Early Morning Call: Credit Suisse emergency lifeline brings some market relief, but for how long?
There was some relief on the equity market this morning, after we learned overnight that Credit Suisse will be able to borrow up to ₣50 billion from the Swiss Central Bank.
Equity market overview
There was some relief on the equity market this morning, after we learned overnight that Credit Suisse will be able to borrow up to ₣50 billion from the Swiss Central Bank.
The Swiss lender's shares fell by as much as 30% yesterday, sparking a broader sell-off in European and US bank stocks. This latest announcement helped stem heavy selling on the Asian financial markets overnight.
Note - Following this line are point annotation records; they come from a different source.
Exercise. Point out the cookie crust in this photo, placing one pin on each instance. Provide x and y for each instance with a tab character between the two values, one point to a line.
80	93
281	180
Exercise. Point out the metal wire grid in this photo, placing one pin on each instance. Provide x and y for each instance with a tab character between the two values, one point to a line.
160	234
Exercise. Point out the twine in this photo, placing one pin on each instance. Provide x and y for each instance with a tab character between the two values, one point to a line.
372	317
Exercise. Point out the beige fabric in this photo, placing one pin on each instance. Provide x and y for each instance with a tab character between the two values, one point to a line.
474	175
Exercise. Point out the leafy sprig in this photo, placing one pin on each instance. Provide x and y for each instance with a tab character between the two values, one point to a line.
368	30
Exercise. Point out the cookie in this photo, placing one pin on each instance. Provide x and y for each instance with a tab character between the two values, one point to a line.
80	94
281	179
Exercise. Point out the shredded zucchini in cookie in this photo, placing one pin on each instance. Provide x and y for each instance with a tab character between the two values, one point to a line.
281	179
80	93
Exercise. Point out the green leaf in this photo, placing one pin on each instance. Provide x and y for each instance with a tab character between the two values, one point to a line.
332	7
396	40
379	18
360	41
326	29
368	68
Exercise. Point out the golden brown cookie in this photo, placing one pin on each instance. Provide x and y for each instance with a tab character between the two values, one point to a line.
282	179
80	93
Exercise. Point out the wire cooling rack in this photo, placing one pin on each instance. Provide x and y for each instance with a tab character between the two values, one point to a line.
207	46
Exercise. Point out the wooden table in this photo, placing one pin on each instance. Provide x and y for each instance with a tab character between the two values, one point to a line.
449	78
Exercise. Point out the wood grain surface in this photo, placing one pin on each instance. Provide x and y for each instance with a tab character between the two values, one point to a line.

In Europe, equity markets rebounded this morning after yesterday’s sell-off. The FTSE 100 closed 3.83% lower.
ECB
At 1.15pm, the European Central Bank (ECB) will deliver its decision on rates. Consensus hasn't changed in recent days. The main refinancing rate is still expected to rise by 50-basis points (bp) to 3.5%. Fifty bp is also still on the cards for the deposit facility rate and marginal lending rate expected respectively at 3% and 3.75%.
But some economists believe that central banks are walking on thin ice, and Christine Lagarde could decide to be more prudent. If she chooses to continue to fight inflation and maintain the pace of rate increases, she runs the risk of worsening the situation in the banking sector, where turmoil could become a full-blown crisis.
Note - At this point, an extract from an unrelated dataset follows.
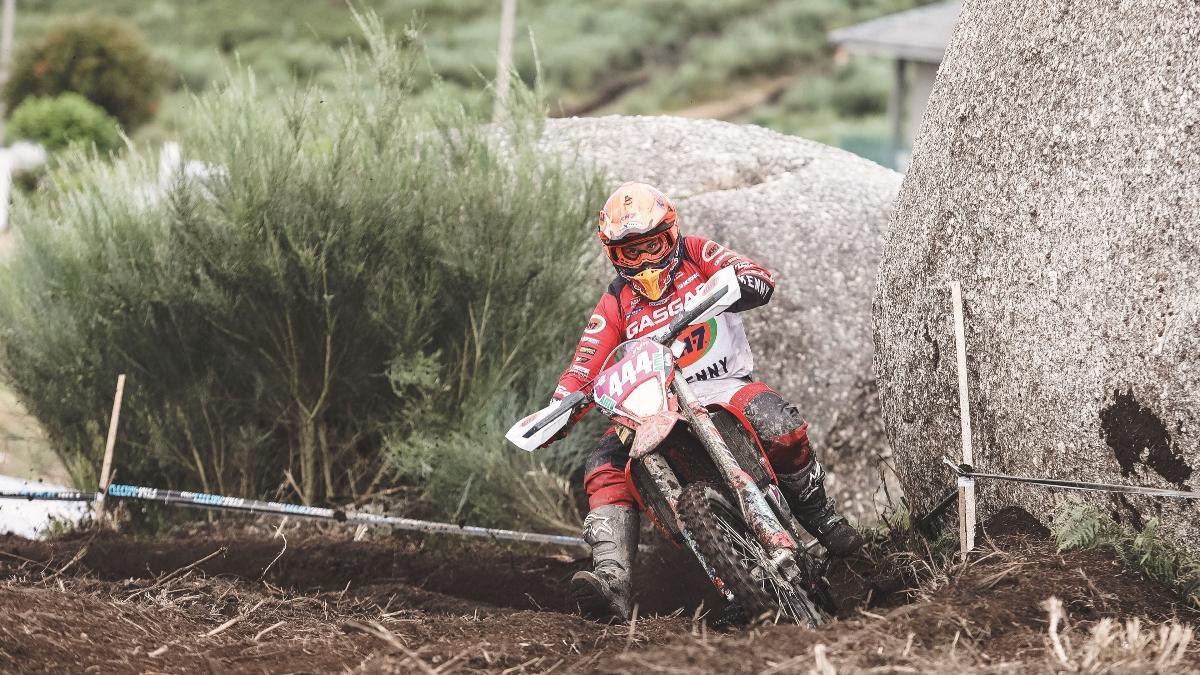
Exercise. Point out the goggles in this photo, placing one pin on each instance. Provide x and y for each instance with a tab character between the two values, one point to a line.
653	249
The Silicon Valley Bank (SVB) collapse last week sent shock waves through global financial markets. Yesterday, the Credit Suisse tumble was seen as an indication that containing the spill-over could prove even more difficult.
Macroeconomic indicators
A few macroeconomic indicators were published overnight.
Japan's trade deficit widened to ¥897bn in February year-on-year (YoY) as imports rose more than exports. Machinery orders, an indicator of investment in Japan as well as a leading indicator of manufacturing production, rose 9.5% in January compared to December 2022.
In Australia, the unemployment rate fell more than expected to 3.5% in February, from 3.7% the previous month.
In the US, investors await building permits and housing starts for February, the Philadelphia Fed manufacturing index for March and initial jobless claims. Economists anticipate 205,000 new claimants last week, after 211,000 the previous one.
Elsewhere on the equity market, Deliveroo confirmed it will deliver positive EBITDA this year after achieving a better-than-expected positive margin in the second half (H2) of 2022.
Savills believes that the first half (H1) of 2023 will be more difficult than H1 2022. The group posted an underlying pretax profit of £164 million, down 18%.
Expect Adobe to jump at the open later today in New York. The stock rose as much as 4.7% in extended trading last night after the company posted a better-than-expected set of earnings and raised its full-year (FY) targets. The maker of Photoshop posted earnings of $3.80 per share on revenue of $4.66bn. Adobe now expects fiscal 2023 profit per share target of between $15.30 and $15.60 versus $15.15-$15.45 forecast earlier.
As for the current quarter, Adobe sees second quarter (Q2) revenue of between $4.75nn-$4.78bn and profit per share of $3.75-$3.80, both largely above Wall Street expectations.